Pushkin chose to spend the years 1826 through 1831, looking for a suitable wife and preparing to settle down. He ended up courting at length a girl who was considered by Russian high society to be the most beautiful young woman in Russia, Natalia Goncharov. The two married in 1831, in Moscow. In May they moved to Tsarkoe Selo, and in October to Petersburg, where they remained for the rest of the poet’s life. The final years of the poet’s life were lived in Petersburg society, which his vivacious, fun-loving wife very much enjoyed. In 1834, Madame Pushkin met a handsome young French royalist migr named Georges D’Anthes-Heeckeren, the adopted son of the Dutch ambassador to Russia. The arrogant young Frenchman pursued Natalia Pushkin for two years; by the autumn of 1836, his conduct had become so outrageous that all of Petersburg was talking about it.
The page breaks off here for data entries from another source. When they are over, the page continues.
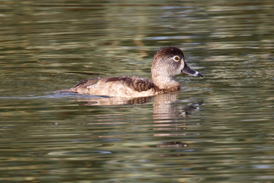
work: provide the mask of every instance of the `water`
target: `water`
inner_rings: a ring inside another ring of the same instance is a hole
[[[273,182],[273,2],[1,1],[0,182]],[[150,78],[169,45],[204,78],[137,99],[54,93]]]

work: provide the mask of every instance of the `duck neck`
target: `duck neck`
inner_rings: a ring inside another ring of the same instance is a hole
[[[153,75],[152,80],[156,86],[165,92],[177,90],[181,87],[180,84],[175,81],[171,76],[157,77]]]

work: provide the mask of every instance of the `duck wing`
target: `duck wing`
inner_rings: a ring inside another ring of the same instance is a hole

On November 4th, Pushkin received copies of a “certificate of the Order of Cuckolds and Historiographer of the Order.” Although most literary historians now believe that Madame Pushkin was innocent of any actual wrong doing, her husband, nevertheless, felt the need to take action. There was a kind of stay-of-execution when friends managed to convince Pushkin that the Frenchman was actually in love with his wife’s younger sister. The Frenchman even married the girl. But soon after his wedding, D’Anthes began to pursue Natalia Pushkin with even more brazen ardor. The duel finally took place on January 27, 1837. D’Anthes fired first, mortally wounding his opponent. Pushkin managed to get off one shot, slightly wounding the Frenchman. Pushkin died two days later, on January 29th, at the age of thirty-eight. His demise echoed hauntingly the tragic duel scene from EUGENE ONEGIN.

III

“The Queen of Spades” is the most popular, the most puzzling, and the most aesthetically successful of all Pushkin’s prose tales. Critics disagree widely and vehemently over whether or not the fantastic element in the story should be interpreted as “real.” While the story makes use of mystical themes, readers can be sure that it is firmly grounded in sound human psychology. It is a story of man’s character becoming his fate, of calculation triumphing over imagination and feeling with the protagonist’s destruction the ultimate result. Hermann’s overweening desire to rise in the world by acquiring money causes him to lose not only his winnings and his patrimony, but finally his mind. Unlike Macbeth, who also sells his soul out of greedy ambition, Hermann is never able to enjoy his success. (It is interesting to note that Hermann has called the countess “old witch” to her face. In MACBETH, the witches predict not only the protagonist’s speedy rise to power but also his guilt, his insomnia, and his catastrophic fall.) Through natural or supernatural means, depending on how one chooses to interpret the episode featuring the ghostly visitor to Hermann’s rooms, Hermann shows the wrong card at the crucial moment, and the moment of victory is turned horrifically into the moment of defeat.